Further, we initialise the weight vector to be the null vector (i.e. $w^{(0)} = 0$) as well as the learning rate $ \epsilon = 1$.
How to show that after $t$ updates, the norm of the current weight vector satisfies : \begin{equation} \label{equ:one} \left \Vert w^{(t)}\right \Vert^2 \leq t \times R^{2} \end{equation}
hint : You can consider $ \left \Vert w^{(t)}\right \Vert^2 $ as $ \left \Vert w^{(t)} - w^{(0)}\right \Vert^2 $
My Idea for the solution is:
Using Prove by Induction:
(a): Firstly we consider that the hypothesis is correct for $ t $, and we prove it for $t = 1 $, and $ (t+1) $.

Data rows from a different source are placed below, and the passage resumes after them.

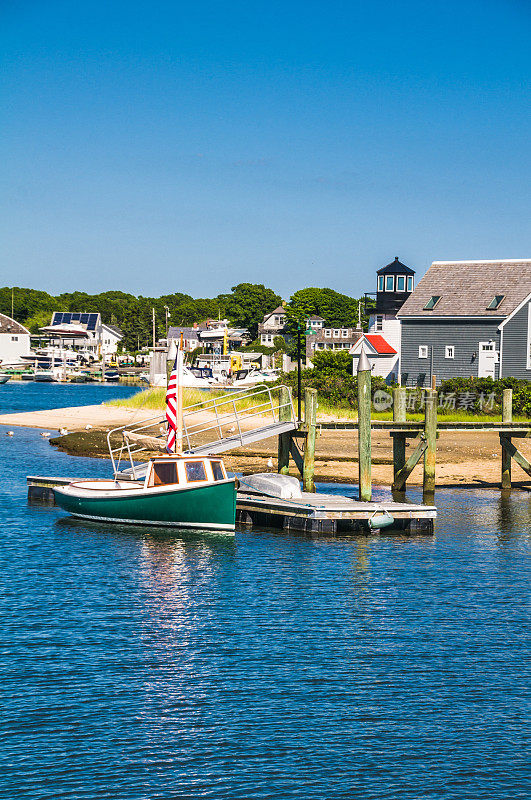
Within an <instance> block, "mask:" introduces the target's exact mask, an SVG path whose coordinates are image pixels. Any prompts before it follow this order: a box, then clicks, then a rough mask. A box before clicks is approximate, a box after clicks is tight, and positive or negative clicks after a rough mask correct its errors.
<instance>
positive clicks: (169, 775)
mask: <svg viewBox="0 0 531 800" xmlns="http://www.w3.org/2000/svg"><path fill="white" fill-rule="evenodd" d="M81 388H83V387H81ZM4 432H5V428H4V429H2V428H1V427H0V461H1V467H2V473H1V474H2V481H1V483H0V499H1V502H0V518H1V522H2V533H3V543H2V548H1V549H0V560H1V565H0V566H1V573H0V574H1V575H2V581H1V590H0V604H1V611H2V616H1V619H2V636H1V643H0V669H1V672H2V681H1V684H0V685H1V689H0V691H1V693H2V708H3V715H2V723H1V725H2V733H1V748H0V787H1V788H0V796H1V797H2V798H9V799H10V798H17V799H18V798H35V799H37V798H38V799H39V800H40V799H41V798H43V799H44V798H46V800H52V798H53V799H54V800H55V798H72V799H74V798H75V799H76V800H78V799H79V800H81V798H83V800H85V799H89V798H90V800H92V799H93V798H112V799H113V800H114V799H118V800H122V799H123V800H137V799H138V800H167V798H212V799H214V798H216V800H219V798H223V799H224V798H241V799H242V800H243V799H244V798H245V800H254V799H255V798H260V800H265V799H266V798H267V799H269V798H274V799H275V800H280V799H281V798H282V799H284V798H315V799H317V798H319V800H325V799H328V798H344V799H345V800H350V798H356V799H357V798H363V800H373V799H374V800H376V799H378V800H382V799H384V800H385V799H386V798H389V800H396V799H398V800H401V799H402V798H407V799H408V800H424V799H425V798H426V799H428V798H429V799H430V800H431V798H445V800H447V799H450V798H459V799H460V800H461V799H462V798H466V799H467V800H468V798H470V800H482V799H483V798H489V799H490V798H492V800H500V798H504V800H507V798H511V799H513V798H522V799H523V798H528V797H529V788H530V787H529V781H528V763H527V761H526V751H525V746H526V742H525V730H526V727H525V726H526V724H527V722H528V718H527V711H528V706H527V698H526V687H527V686H528V679H529V648H528V639H527V621H528V600H529V579H530V568H529V549H530V534H531V513H530V512H531V495H530V494H527V493H524V492H514V493H513V495H512V497H511V499H510V500H501V498H500V494H499V492H496V491H491V490H484V491H481V492H479V491H478V492H468V491H466V490H461V489H459V490H452V491H444V492H439V493H438V494H437V496H436V499H437V504H438V506H439V511H440V516H439V521H438V525H437V530H436V534H435V535H434V536H396V535H395V536H384V535H382V536H371V537H352V538H340V539H333V538H313V539H312V538H306V537H304V536H289V535H286V534H284V533H273V532H271V531H269V532H266V531H254V532H252V533H244V532H241V533H240V532H238V533H237V534H236V536H235V537H230V536H226V535H224V536H216V535H211V534H210V535H201V534H192V533H190V534H186V533H184V534H180V535H177V536H174V535H166V534H161V535H158V534H157V533H156V532H154V531H152V530H148V529H129V528H125V527H124V528H120V527H109V526H105V525H95V524H86V523H80V522H74V521H73V520H70V519H68V518H67V517H66V516H65V515H64V514H63V512H61V511H59V510H58V509H55V508H49V507H45V506H28V505H27V503H26V485H25V477H26V474H28V473H41V474H56V475H58V474H63V475H71V474H74V475H92V476H103V475H106V474H107V463H106V462H105V461H100V460H94V461H91V460H90V459H77V458H73V457H70V456H67V455H65V454H63V453H57V452H56V451H55V450H54V449H53V448H52V447H50V445H49V444H48V442H47V441H46V440H44V439H42V438H41V437H40V435H39V432H38V431H34V430H27V429H16V430H15V436H14V437H6V436H5V435H4ZM327 488H329V487H327ZM333 488H334V490H336V491H341V488H342V487H337V486H334V487H333ZM411 496H412V497H413V498H415V497H416V494H415V493H414V492H413V493H412V495H411Z"/></svg>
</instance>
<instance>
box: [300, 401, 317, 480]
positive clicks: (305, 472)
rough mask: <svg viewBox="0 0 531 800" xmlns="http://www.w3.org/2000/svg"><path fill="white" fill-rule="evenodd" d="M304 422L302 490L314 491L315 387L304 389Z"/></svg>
mask: <svg viewBox="0 0 531 800" xmlns="http://www.w3.org/2000/svg"><path fill="white" fill-rule="evenodd" d="M304 422H305V425H306V441H305V447H304V461H303V468H302V481H303V491H305V492H315V483H314V479H313V475H314V468H315V437H316V431H317V389H305V391H304Z"/></svg>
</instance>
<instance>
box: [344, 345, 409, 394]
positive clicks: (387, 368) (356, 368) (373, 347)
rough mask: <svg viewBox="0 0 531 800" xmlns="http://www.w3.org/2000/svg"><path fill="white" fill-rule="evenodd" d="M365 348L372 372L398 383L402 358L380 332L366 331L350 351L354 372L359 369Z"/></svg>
mask: <svg viewBox="0 0 531 800" xmlns="http://www.w3.org/2000/svg"><path fill="white" fill-rule="evenodd" d="M362 347H363V348H364V349H365V353H366V355H367V358H368V359H369V364H370V365H371V372H372V374H373V375H378V376H379V377H380V378H385V379H386V380H388V381H390V382H397V383H398V375H399V368H400V359H399V354H398V352H397V350H396V349H395V348H394V347H393V346H392V345H391V344H390V343H389V342H388V341H387V340H386V339H384V337H383V336H382V335H381V334H379V333H365V334H364V335H363V336H361V337H360V339H359V340H358V341H357V342H356V344H355V345H353V346H352V347H351V348H350V350H349V353H350V354H351V355H352V356H353V359H352V374H353V375H356V373H357V371H358V361H359V357H360V353H361V348H362Z"/></svg>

(b): For $ t = 0, \quad \left \Vert w^{(0)}\right \Vert^{2} = 0 $. \quad so the condition is satisfied for $ t = 0 $, and from the update rule: $ w^{(t+1)} \leftarrow w^{(t)} + \epsilon \times y \times x$, we have: $\epsilon = 1, \quad \left \Vert x\right \Vert \leq R,\quad w^{(1)} = w^{(0)} + y \times x, \\ w^{(1)} = y \times x, \quad \left \Vert w^{(1)}\right \Vert = \left \Vert y \times x\right \Vert = \left \Vert y \right \Vert \cdot \left \Vert x\right \Vert, \quad \left \Vert y \right \Vert = 1, \quad \left \Vert x\right \Vert \leq R \\ \left \Vert w^{(1)}\right \Vert \leq R \Rightarrow \left \Vert w^{(1)}\right \Vert^{2} \leq R^{2} : R \geq 0 $.
and here also the condition is satisfied for $ t = 1 $.

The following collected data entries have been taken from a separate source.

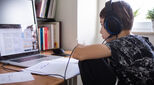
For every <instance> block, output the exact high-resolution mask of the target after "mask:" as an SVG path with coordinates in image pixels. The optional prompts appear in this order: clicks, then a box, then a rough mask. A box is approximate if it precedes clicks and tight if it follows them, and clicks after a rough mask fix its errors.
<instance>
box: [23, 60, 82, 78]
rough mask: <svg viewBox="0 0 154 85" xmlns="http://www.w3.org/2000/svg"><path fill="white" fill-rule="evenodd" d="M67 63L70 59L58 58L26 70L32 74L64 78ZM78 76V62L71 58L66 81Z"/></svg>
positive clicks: (78, 67) (47, 61) (67, 70)
mask: <svg viewBox="0 0 154 85" xmlns="http://www.w3.org/2000/svg"><path fill="white" fill-rule="evenodd" d="M67 62H68V58H66V57H62V58H58V59H54V60H50V61H43V62H40V63H38V64H36V65H34V66H31V67H29V68H26V69H24V70H25V71H29V72H31V73H36V74H41V75H49V76H54V77H58V78H63V77H64V73H65V69H66V65H67ZM52 74H53V75H52ZM54 74H58V75H61V76H57V75H54ZM78 74H79V67H78V60H76V59H73V58H71V59H70V62H69V65H68V68H67V72H66V79H70V78H72V77H74V76H76V75H78ZM62 76H63V77H62Z"/></svg>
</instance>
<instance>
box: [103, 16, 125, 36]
mask: <svg viewBox="0 0 154 85" xmlns="http://www.w3.org/2000/svg"><path fill="white" fill-rule="evenodd" d="M104 27H105V29H106V30H107V32H108V33H109V34H111V35H117V34H119V33H120V32H121V30H122V23H120V21H119V20H118V19H117V18H116V17H114V16H108V17H106V18H105V20H104Z"/></svg>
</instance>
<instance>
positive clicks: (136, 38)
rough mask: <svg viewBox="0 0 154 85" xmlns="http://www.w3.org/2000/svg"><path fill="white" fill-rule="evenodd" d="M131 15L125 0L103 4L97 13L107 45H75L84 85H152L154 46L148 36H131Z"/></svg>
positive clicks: (101, 28)
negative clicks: (150, 40) (146, 36)
mask: <svg viewBox="0 0 154 85" xmlns="http://www.w3.org/2000/svg"><path fill="white" fill-rule="evenodd" d="M133 19H134V17H133V12H132V8H131V7H130V5H129V4H128V3H126V2H124V1H117V2H112V1H111V0H110V1H108V2H106V4H105V7H104V8H103V9H102V11H101V12H100V23H101V25H102V26H101V31H100V33H101V34H102V38H104V39H105V41H106V43H103V44H93V45H78V46H76V48H75V49H74V51H73V53H72V57H74V58H76V59H78V60H79V69H80V74H81V79H82V82H83V85H116V84H117V85H154V46H153V45H152V44H151V43H150V41H149V40H148V38H147V37H143V36H139V35H131V33H130V31H131V28H132V25H133Z"/></svg>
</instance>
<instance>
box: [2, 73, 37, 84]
mask: <svg viewBox="0 0 154 85" xmlns="http://www.w3.org/2000/svg"><path fill="white" fill-rule="evenodd" d="M31 80H34V78H33V76H32V75H31V73H29V72H11V73H4V74H0V84H6V83H15V82H25V81H31Z"/></svg>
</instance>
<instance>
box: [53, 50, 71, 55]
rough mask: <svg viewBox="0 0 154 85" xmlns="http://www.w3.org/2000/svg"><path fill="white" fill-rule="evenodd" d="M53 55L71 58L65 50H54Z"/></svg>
mask: <svg viewBox="0 0 154 85" xmlns="http://www.w3.org/2000/svg"><path fill="white" fill-rule="evenodd" d="M52 51H53V54H52V55H58V56H70V55H69V54H66V53H65V51H64V49H62V48H56V49H52Z"/></svg>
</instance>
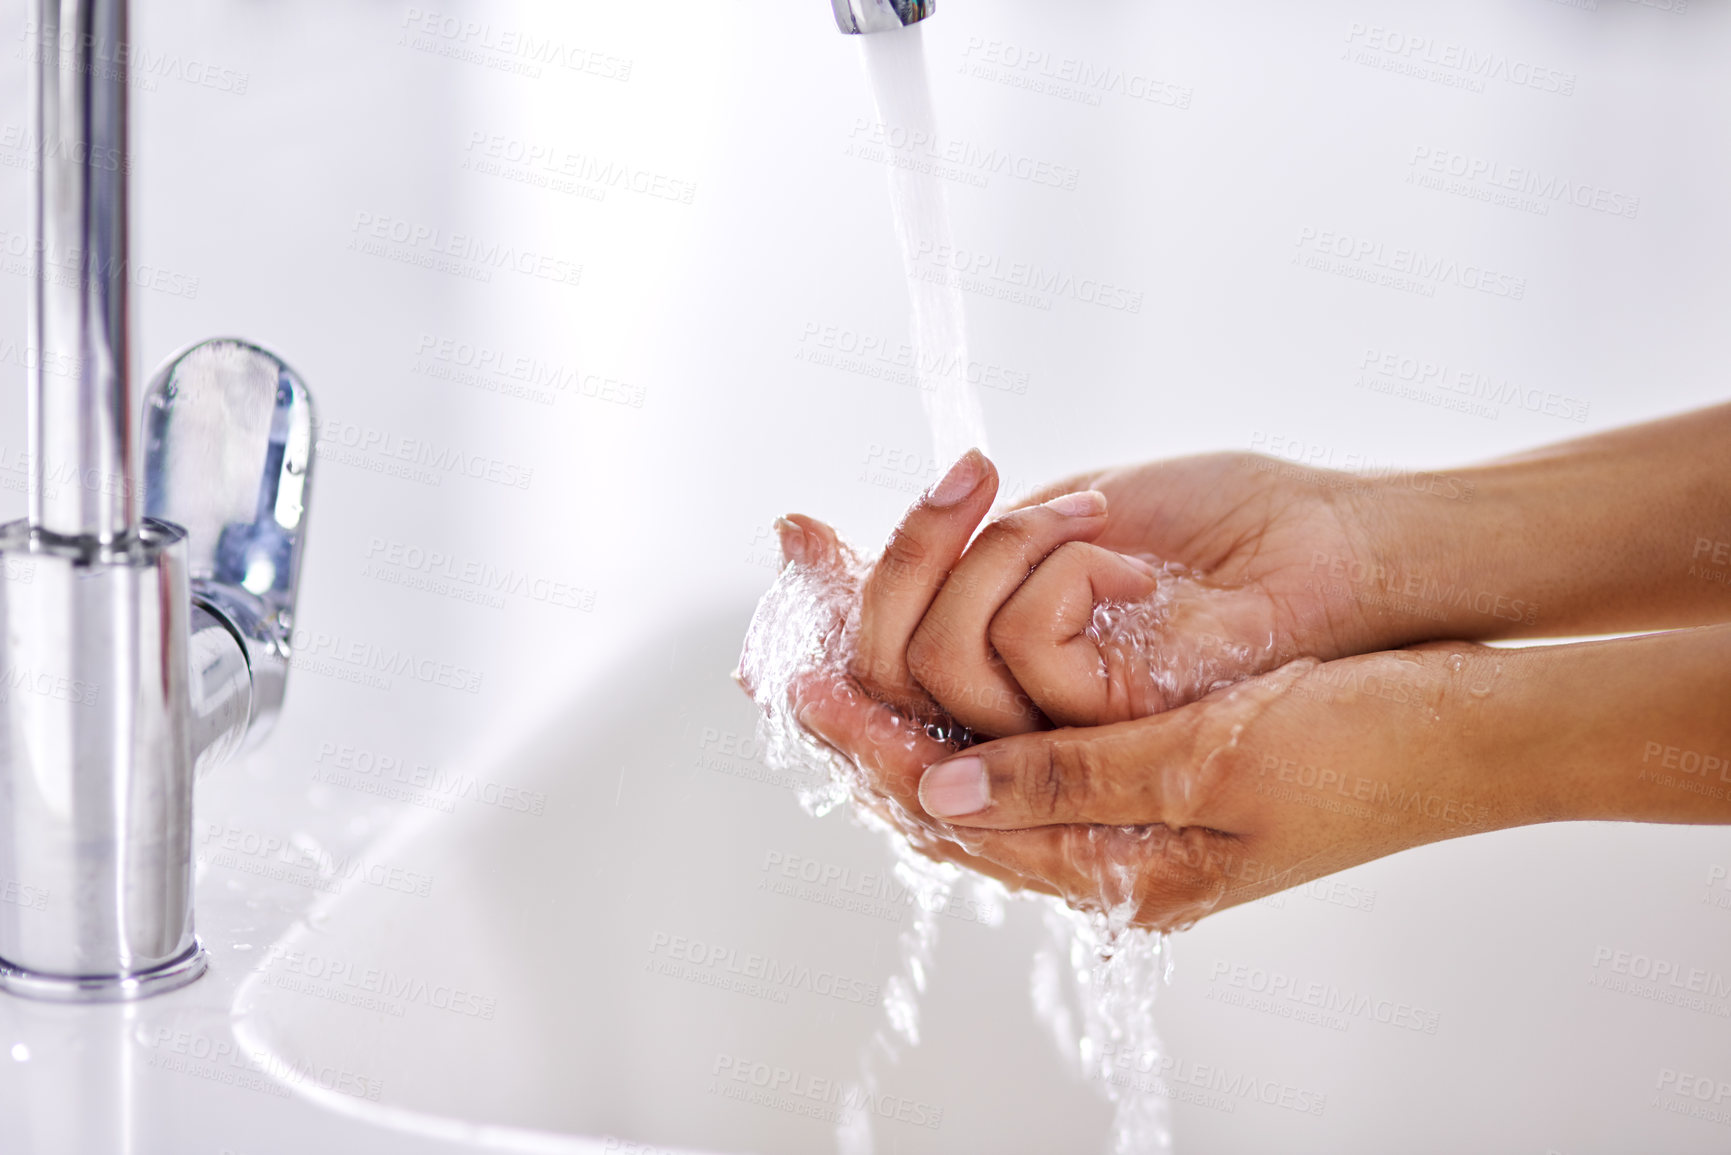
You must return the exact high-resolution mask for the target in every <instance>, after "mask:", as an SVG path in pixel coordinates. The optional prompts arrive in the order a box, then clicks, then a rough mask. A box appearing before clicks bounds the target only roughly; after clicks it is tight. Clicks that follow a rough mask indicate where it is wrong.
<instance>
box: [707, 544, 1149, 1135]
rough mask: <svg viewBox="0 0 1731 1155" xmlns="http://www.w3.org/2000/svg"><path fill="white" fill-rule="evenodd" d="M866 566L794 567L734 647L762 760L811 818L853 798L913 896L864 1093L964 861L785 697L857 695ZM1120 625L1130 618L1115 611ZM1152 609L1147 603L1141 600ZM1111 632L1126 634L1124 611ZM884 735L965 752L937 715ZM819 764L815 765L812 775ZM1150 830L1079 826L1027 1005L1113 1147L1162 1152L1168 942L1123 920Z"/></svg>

- (c): For $ (t+1) $ the weights vector will be: $ w^{(t+1)} = w^{(t)} + y \times x $, from the update rule, so \ $ \left \Vert w^{(t+1)}\right \Vert = \left \Vert w^{(t)}+ y \times x \right \Vert$, hence from the definition of the Euclidean norm: $\left \Vert w^{(t+1)} \right \Vert^{2} = \left \Vert w^{(t)}\right \Vert^{2} + \left \Vert w^{(1)} \right \Vert^{2}$, from (a): $\left \Vert w^{(t)}\right \Vert^{2} \leq t \times R^{2} $, and from (b): $ \left \Vert w^{(1)}\right \Vert^{2} \leq R^{2} $,
Sum the tow terms to get the inequality: $\left \Vert w^{(t+1)} \right \Vert^{2} \leq (t+1) \times R^{2}$, and the hypothesis is proved.